I have a Ford 340 B industrial tractor loader (about the same as a 4000 Ford). When I first crank the tractor the transmission shifts fine, as the tractor warms up it is impossible to shift the gears without grinding them and gets worse the longer the tractor is run. I replaced the clutch about 2 years ago and it shifted fine for about a year. I have tried adjusting the clutch using the external clutch rod and it does not help. Could a bad throw out bearing be causing the problem? Does anyone have any idea what can cause this problem?


----------



## Live Oak (Dec 22, 2003)

I am not familiar with this particular tractor. Does it have a slave cylinder to assist clutch operation?


----------



## Mark 1952 (Jan 10, 2009)

*slave cylinder*

The tractor does not have a slave cylinder. The clutch rod operates a yoke on the throw out bearing. It is a standard transmission with high low lever.


----------



## Live Oak (Dec 22, 2003)

This is sypmtoms of the clutch sticking. If the clutch is not sticking to the flywheel or diaphram, I would suspect the throw out bearing is seizing up to the input shaft to the transmission after a short while of opertation. This would indeed cause the problems you are experiencing. Is there an access plate you can remove to get a look at the throw out bearing? Many times the throw out bearing is greasable.

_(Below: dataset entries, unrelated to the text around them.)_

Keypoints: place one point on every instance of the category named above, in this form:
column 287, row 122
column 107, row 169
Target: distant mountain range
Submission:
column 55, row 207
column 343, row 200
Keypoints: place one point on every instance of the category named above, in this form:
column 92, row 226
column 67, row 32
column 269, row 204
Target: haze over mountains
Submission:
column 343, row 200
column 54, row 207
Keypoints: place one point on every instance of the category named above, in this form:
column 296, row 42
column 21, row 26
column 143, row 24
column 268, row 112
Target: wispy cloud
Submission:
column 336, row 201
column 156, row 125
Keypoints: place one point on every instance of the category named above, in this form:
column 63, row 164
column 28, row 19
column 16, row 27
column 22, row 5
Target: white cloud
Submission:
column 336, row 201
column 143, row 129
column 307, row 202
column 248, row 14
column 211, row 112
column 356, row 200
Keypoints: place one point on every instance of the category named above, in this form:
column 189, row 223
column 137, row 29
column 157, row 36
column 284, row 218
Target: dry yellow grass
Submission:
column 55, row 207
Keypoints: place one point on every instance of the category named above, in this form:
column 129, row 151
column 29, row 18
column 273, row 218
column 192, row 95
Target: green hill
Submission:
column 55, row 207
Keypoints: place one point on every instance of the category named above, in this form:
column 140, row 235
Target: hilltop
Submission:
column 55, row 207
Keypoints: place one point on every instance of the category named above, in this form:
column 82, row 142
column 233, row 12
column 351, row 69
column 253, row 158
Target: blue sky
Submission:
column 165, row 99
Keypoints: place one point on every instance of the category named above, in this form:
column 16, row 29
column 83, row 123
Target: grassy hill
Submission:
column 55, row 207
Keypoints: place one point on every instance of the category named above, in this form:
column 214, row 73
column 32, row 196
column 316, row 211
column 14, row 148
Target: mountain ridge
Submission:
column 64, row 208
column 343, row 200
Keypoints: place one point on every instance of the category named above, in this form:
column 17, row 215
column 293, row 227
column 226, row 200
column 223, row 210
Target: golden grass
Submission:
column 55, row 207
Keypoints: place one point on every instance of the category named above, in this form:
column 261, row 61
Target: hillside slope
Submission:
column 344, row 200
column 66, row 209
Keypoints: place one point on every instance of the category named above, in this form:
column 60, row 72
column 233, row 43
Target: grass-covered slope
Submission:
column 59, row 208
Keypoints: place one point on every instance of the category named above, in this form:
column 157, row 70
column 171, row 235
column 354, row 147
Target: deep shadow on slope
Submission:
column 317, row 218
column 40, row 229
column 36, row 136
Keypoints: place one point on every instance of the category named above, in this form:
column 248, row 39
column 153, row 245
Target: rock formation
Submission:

You may be able to grease it and free things up without splitting the tractor.


----------



## Mark 1952 (Jan 10, 2009)

Thanks for your help. I will check for an access plate, I was hoping for some solution other than splitting the tractor, It is a bear to take the front end loader off since it was designed as a loader with hydraulics running off a pump on the front of the engine rather than an internal pump. My main question was if the throw out bearing could cause the problem and you answered that.
Thanks very much.
Mark


----------



## Live Oak (Dec 22, 2003)

In any case, try to have a look and find an access cover so you can find out by eye ball what is going on in there.


----------



## Christopher k (Oct 5, 2021)

Hey guys, i know this is an old post. Just wondering what the outcome was? I have the same tractor with similar issues.

Any input would be greatly appreciated


----------